The expectation is that annotators figure out the values that are important to the company, says Chandhiramowuli. “They’re not just learning these distant faraway things that are absolutely meaningless to them—they’re also figuring out not only what those other contexts are, but what the priorities of the system they’re building are,” she says.
In fact, we are all data laborers for big technology companies, whether we are aware of it or not, argue researchers at the University of California, Berkeley, the University of California, Davis, the University of Minnesota, and Northwestern University in a new paper presented at FAccT.
Text and image AI models are trained using huge data sets that have been scraped from the internet. This includes our personal data and copyrighted works by artists, and that data we have created is now forever part of an AI model that is built to make a company money. We unwittingly contribute our labor for free by uploading our photos on public sites, upvoting comments on Reddit, labeling images on reCAPTCHA, or performing online searches.

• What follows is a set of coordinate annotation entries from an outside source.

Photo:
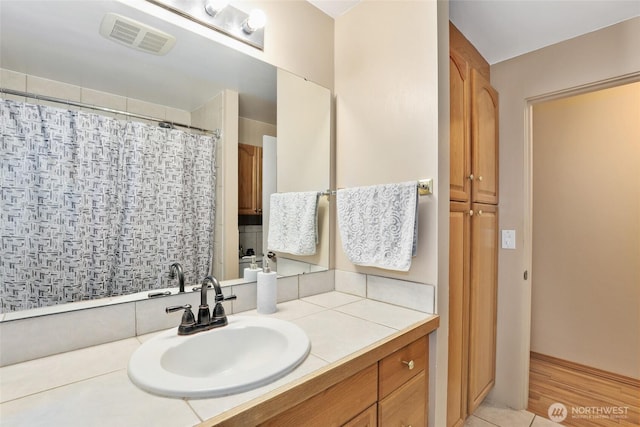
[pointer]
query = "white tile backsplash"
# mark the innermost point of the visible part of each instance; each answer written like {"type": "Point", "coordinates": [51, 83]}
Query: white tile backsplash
{"type": "Point", "coordinates": [34, 376]}
{"type": "Point", "coordinates": [316, 283]}
{"type": "Point", "coordinates": [416, 296]}
{"type": "Point", "coordinates": [106, 400]}
{"type": "Point", "coordinates": [331, 299]}
{"type": "Point", "coordinates": [287, 288]}
{"type": "Point", "coordinates": [37, 337]}
{"type": "Point", "coordinates": [351, 283]}
{"type": "Point", "coordinates": [246, 295]}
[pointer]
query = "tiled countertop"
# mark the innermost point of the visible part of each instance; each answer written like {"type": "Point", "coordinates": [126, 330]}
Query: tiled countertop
{"type": "Point", "coordinates": [91, 387]}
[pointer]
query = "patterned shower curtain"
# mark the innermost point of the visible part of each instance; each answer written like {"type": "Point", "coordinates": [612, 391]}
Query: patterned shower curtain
{"type": "Point", "coordinates": [93, 207]}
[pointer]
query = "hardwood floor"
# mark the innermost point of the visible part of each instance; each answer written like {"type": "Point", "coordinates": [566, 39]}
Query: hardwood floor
{"type": "Point", "coordinates": [592, 397]}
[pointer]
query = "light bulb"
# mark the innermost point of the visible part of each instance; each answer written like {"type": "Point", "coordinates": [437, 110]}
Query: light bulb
{"type": "Point", "coordinates": [213, 7]}
{"type": "Point", "coordinates": [256, 20]}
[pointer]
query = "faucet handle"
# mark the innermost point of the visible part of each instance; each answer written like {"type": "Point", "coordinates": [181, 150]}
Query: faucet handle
{"type": "Point", "coordinates": [223, 298]}
{"type": "Point", "coordinates": [177, 307]}
{"type": "Point", "coordinates": [188, 319]}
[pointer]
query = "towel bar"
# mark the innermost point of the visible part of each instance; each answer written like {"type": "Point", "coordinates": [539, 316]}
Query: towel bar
{"type": "Point", "coordinates": [425, 187]}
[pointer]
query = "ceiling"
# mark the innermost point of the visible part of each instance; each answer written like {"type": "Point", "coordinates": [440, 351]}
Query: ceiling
{"type": "Point", "coordinates": [59, 40]}
{"type": "Point", "coordinates": [503, 29]}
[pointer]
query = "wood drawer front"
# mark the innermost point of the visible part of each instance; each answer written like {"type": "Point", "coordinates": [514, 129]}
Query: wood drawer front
{"type": "Point", "coordinates": [394, 372]}
{"type": "Point", "coordinates": [334, 406]}
{"type": "Point", "coordinates": [368, 418]}
{"type": "Point", "coordinates": [406, 406]}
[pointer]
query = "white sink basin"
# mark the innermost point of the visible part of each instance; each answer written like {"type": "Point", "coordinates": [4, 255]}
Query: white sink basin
{"type": "Point", "coordinates": [247, 353]}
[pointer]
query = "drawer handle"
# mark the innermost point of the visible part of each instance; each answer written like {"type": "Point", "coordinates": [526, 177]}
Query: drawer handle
{"type": "Point", "coordinates": [410, 364]}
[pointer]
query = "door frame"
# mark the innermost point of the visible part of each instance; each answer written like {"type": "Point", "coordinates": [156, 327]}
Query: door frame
{"type": "Point", "coordinates": [528, 206]}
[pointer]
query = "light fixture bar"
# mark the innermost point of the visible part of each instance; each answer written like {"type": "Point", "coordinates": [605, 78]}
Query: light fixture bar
{"type": "Point", "coordinates": [229, 21]}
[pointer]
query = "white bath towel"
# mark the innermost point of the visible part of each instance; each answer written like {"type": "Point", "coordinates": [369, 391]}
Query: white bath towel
{"type": "Point", "coordinates": [379, 224]}
{"type": "Point", "coordinates": [293, 223]}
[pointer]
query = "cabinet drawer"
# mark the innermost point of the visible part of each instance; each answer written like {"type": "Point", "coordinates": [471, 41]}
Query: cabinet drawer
{"type": "Point", "coordinates": [368, 418]}
{"type": "Point", "coordinates": [400, 366]}
{"type": "Point", "coordinates": [335, 405]}
{"type": "Point", "coordinates": [406, 406]}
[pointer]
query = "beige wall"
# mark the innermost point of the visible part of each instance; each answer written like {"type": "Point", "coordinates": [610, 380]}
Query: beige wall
{"type": "Point", "coordinates": [387, 103]}
{"type": "Point", "coordinates": [304, 150]}
{"type": "Point", "coordinates": [585, 60]}
{"type": "Point", "coordinates": [586, 229]}
{"type": "Point", "coordinates": [387, 112]}
{"type": "Point", "coordinates": [298, 38]}
{"type": "Point", "coordinates": [251, 131]}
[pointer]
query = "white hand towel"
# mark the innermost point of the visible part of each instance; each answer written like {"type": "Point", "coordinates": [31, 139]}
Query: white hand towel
{"type": "Point", "coordinates": [293, 223]}
{"type": "Point", "coordinates": [379, 224]}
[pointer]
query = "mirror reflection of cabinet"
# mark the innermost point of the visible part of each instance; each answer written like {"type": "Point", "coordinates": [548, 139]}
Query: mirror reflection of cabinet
{"type": "Point", "coordinates": [249, 180]}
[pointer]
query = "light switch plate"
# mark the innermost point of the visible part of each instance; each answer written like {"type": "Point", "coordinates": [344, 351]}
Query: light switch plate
{"type": "Point", "coordinates": [508, 239]}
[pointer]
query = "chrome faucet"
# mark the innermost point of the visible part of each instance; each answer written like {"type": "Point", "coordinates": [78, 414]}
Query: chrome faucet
{"type": "Point", "coordinates": [206, 319]}
{"type": "Point", "coordinates": [174, 269]}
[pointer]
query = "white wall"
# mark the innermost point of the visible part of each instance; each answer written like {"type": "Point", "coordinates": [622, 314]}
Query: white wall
{"type": "Point", "coordinates": [387, 64]}
{"type": "Point", "coordinates": [586, 229]}
{"type": "Point", "coordinates": [585, 60]}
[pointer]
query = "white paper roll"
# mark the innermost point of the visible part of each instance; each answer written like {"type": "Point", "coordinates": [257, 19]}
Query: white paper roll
{"type": "Point", "coordinates": [267, 292]}
{"type": "Point", "coordinates": [251, 274]}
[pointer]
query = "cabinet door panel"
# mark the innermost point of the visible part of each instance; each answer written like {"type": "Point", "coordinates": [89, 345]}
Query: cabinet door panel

At the moment, the power imbalance is heavily skewed in favor of some of the biggest technology companies in the world.
To change that, we need nothing short of a data revolution and regulation. The researchers argue that one way people can take back control of their online existence is by advocating for transparency about how data is used and coming up with ways to give people the right to offer feedback and share revenues from the use of their data.
Even though this data labor forms the backbone of modern AI, data work remains chronically underappreciated and invisible around the world, and wages remain low for annotators.
“There is absolutely no recognition of what the contribution of data work is,” says Chandhiramowuli.